JESÚS aprovecha el ruego que le dirige esta persona para invitar a quienes le escuchan a vivir desprendidos de los bienes materiales: «Estad alerta y guardaos de toda avaricia; porque aunque alguien tenga abundancia de bienes, su vida no depende de lo que posee» (Lc 12,15). Y a continuación el Señor narra una parábola protagonizada por un terrateniente acaudalado, poseedor de tierras que le proporcionaron grandes cosechas. Este propietario toma la decisión de poner al resguardo todo el grano cosechado en nuevos graneros, para vivir luego cómodamente. Sin embargo, Dios le hace ver a ese hombre que esa misma noche dejará este mundo, y le hace considerar la insensatez de haberse preocupado demasiado por los bienes de aquí abajo, desatendiendo en cambio los bienes que valen la pena. El destino de aquella persona habría sido bien distinto si hubiera recordado que todos esos medios eran en verdad ocasión de amar a Dios. «Honra al Señor con tu hacienda y con las primicias de todas tus ganancias. Así se llenarán tus graneros de abundancia y tus lagares rebosarán de mosto» (Pr 3, 9-10).
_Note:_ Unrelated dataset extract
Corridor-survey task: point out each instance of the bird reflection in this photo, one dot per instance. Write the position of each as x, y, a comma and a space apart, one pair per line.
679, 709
El Señor no censura la posesión de riquezas, ni la prudente preocupación por las situaciones terrenas. Pero Jesús desea que nuestro corazón no quede aprisionado en esos bienes, pues solo pueden darnos una alegría relativa y superficial. Así lo hacía notar san Josemaría: «Cuando alguno centra su felicidad exclusivamente en las cosas de aquí abajo –he sido testigo de verdaderas tragedias– pervierte su uso razonable y destruye el orden sabiamente dispuesto por el Creador. El corazón queda entonces triste e insatisfecho; se adentra por caminos de un eterno descontento». En cambio, el desprendimiento nos permite alzar la mirada y tomar distancia de lo que nos parece indispensable. De este modo, podemos ver, por encima de todo, los dones que el Señor nos tiene preparados: «Así pues, si habéis resucitado con Cristo, buscad las cosas de arriba, donde Cristo está sentado a la derecha de Dios; sentid las cosas de arriba, no las de la tierra» (Col 3,1-2).
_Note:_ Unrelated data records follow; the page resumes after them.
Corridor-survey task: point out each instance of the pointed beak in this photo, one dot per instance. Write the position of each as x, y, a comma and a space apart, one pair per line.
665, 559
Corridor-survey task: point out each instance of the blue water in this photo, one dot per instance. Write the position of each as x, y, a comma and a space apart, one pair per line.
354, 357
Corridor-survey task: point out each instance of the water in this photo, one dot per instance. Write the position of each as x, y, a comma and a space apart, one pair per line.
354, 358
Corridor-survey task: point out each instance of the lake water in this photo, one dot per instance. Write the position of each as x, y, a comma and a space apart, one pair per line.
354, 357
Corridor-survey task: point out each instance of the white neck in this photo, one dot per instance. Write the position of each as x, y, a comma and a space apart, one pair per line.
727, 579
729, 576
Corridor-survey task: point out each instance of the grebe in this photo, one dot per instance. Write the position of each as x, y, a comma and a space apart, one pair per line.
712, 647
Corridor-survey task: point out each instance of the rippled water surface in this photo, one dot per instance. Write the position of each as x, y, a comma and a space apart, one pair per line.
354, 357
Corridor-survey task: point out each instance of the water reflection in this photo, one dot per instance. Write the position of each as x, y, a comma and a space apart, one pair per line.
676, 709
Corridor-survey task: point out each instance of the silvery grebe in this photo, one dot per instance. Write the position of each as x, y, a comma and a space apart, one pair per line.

EL DESPRENDIMIENTO crea en nosotros la capacidad de descubrir los bienes que valen la pena. Esto fue lo que supo apreciar Abraham, y que san Pablo hizo notar en su Carta a los Romanos: «Ante la promesa de Dios no titubeó con incredulidad, sino que fue fortalecido por la fe, dando gloria a Dios, plenamente convencido de que él es poderoso para cumplir lo que había prometido» (Rm 4, 20-21). No hay nada más inmaterial y menos inmediato que una promesa. Pero esto fue lo que Dios le dio a Abraham. No le proporcionó en el mismo momento una tierra o una descendencia, ni tampoco una gran fuente de riquezas, sino una promesa. El patrimonio de Abraham es casi netamente inmaterial y, al mismo tiempo, no cabe pensar en ninguna riqueza mayor: además de que el Señor cuidó a Abraham a lo largo de su vida y se hizo muy cercano a su familia, a la vuelta de los siglos esa tierra y esa descendencia serán una realidad que superará con creces cualquier posibilidad de la imaginación.
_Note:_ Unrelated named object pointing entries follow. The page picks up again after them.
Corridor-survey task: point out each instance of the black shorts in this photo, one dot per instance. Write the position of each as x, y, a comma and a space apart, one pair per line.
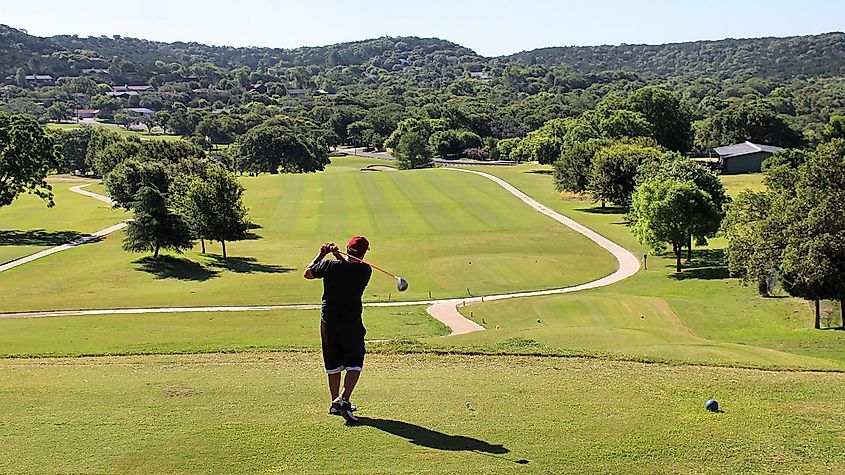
343, 347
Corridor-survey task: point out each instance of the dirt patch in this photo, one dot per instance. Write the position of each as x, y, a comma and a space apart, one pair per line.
379, 168
69, 179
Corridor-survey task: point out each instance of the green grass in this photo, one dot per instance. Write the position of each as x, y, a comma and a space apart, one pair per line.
737, 183
447, 233
159, 333
123, 131
698, 316
28, 226
265, 413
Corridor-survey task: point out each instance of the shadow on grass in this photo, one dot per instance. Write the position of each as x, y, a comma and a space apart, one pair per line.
37, 237
180, 268
418, 435
245, 265
707, 264
605, 210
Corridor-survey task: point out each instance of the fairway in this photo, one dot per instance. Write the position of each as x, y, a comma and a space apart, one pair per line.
449, 234
28, 226
266, 413
165, 333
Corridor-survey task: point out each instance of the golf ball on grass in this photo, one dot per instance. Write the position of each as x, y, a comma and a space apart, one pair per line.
712, 405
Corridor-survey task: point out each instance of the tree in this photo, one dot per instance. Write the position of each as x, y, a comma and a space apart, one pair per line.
813, 264
356, 131
27, 154
676, 167
670, 120
129, 176
214, 208
834, 129
412, 151
59, 111
270, 148
668, 212
753, 249
572, 170
755, 122
154, 226
614, 170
El desprendimiento nos brinda la posibilidad de percibir esos bienes inmateriales con los que Dios quiere hacernos verdaderamente ricos, como hizo con Abraham y como ha hecho con tantos santos. Son dones que no hace falta esperar al cielo para disfrutarlos, sino que con frecuencia podemos ya degustarlos tanto en el hoy de nuestra vida como a la vuelta de los meses o años: la cercanía que nos ofrece Dios en los sacramentos, el amor que nos brinda nuestra familia y nuestros amigos, la alegría que experimentamos cuando servimos a los demás, la satisfacción que sentimos por un trabajo bien hecho que hemos santificado… En todo podemos descubrir la discreta manera de bendecirnos que suele tener la providencia de Dios. «Querría grabar a fuego en vuestras mentes –comentaba san Josemaría– que tenemos todos los motivos para caminar con optimismo por esta tierra, con el alma bien desasida de esas cosas que parecen imprescindibles, ya que ¡bien sabe ese Padre vuestro qué necesitáis!, y él proveerá. Creedme que solo así nos conduciremos como señores de la Creación». La Virgen María, que puso su felicidad en la promesa de que sería Madre de Dios, nos podrá ayudar a descubrir las verdaderas riquezas que el Señor nos tiene preparadas.